Normal Distributions are:

• symmetric

• continuous

• unimodal

• bell-shaped

• asymtotic

• the mean, median, and mode are the same.

There isn't one univerisal normal distribution. Rather, there is a family of normal distributions. Normal distributions are essential in statistics and measurement because of their wide spectrum of applications. They are good approximations for two types of distributions: the distributions of some variables, such as IQ, and the sampling distributions of some statistics, such as means. Also, normal distributions play an important role as the theoretical distributions for scores used in some statistics and for errors or residuals in measurement theories.

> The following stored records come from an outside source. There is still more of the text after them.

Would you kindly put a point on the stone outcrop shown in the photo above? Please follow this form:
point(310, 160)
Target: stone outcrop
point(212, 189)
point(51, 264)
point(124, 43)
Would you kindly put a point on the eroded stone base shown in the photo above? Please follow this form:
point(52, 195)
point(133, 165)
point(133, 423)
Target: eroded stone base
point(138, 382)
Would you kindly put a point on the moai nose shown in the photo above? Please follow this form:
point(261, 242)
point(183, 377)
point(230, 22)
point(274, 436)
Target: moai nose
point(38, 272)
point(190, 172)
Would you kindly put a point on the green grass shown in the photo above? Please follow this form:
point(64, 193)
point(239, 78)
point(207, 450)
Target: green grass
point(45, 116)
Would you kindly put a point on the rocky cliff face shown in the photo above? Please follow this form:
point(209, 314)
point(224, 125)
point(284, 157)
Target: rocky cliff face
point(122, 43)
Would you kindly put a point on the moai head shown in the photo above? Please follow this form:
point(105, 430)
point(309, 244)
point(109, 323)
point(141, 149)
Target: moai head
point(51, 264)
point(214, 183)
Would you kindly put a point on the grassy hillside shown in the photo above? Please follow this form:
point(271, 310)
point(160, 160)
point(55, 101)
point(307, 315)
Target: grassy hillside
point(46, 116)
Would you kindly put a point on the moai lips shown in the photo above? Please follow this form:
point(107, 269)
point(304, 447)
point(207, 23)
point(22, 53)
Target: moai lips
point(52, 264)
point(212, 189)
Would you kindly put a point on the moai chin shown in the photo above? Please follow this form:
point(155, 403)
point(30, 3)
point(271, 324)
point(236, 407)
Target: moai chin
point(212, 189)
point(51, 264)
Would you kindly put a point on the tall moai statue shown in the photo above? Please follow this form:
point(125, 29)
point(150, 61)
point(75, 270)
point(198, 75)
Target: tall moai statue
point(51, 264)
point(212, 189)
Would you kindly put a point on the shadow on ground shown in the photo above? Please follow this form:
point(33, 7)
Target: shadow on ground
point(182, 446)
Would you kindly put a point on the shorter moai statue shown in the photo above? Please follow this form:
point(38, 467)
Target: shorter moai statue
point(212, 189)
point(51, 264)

With these infinitely many normal distributions, how do we find the proportations of cases in any one distribution? To solve this problem, there would have to be infinitely many tables that display the proportations, or would there have to be some transformations which would not change the shape of the distribution but would give a known mean and variance. The answer is the transformation from raw to z scores. Since we are transforming any normal distribution to a standard distribution, the normal distribution with mean=0 and variance=1 is called the standard normal distribution. Many statistics textbooks provide the readers with tables for score transformation or locating the relative posiiton, but today it could be easily accomplished by using software applications (e.g. http://davidmlane.com/hyperstat/z_table.html).

While working with the standard normal distribution, we can conceptualize the proportion of cases and area under the curve as interchangeable concepts. The total area under the curve is 1, and the total of all proportions is 1, because area and proportion of cases are the same for theoretical distributions, such as a normal distribution. Since a proportion is a relative number, it must be greater than or equal to 0 and less than or equal to 1. It will never be negative.

## Percentiles

Although a standard score tells you the position of a score relative to the mean, you still have no idea about the score relative to the rest of the scores in the distribution. Knowing that a raw score of 15 has z = 1.3 does not tell you what percentage of the scores is less than 15, or how many students are worse than you. Thus, we need the percentile rank. The percentile rank of a score is the percentage of the distribution (area) below the given score. As shown in the following table, the 50 percentile is the mean. A score at the 62 percentile is equivalent to a B or a C.

## Summary

Z Scores: Computation of z scores gives the relative standing position of a score: How far is from the mean? Z scores are centered at 0 and set the standard deviation to 1. But they have the same distribution shape as that of the original scores.

Percentile Ranks: It gives the percentage of the population or sample that is above or below the given score.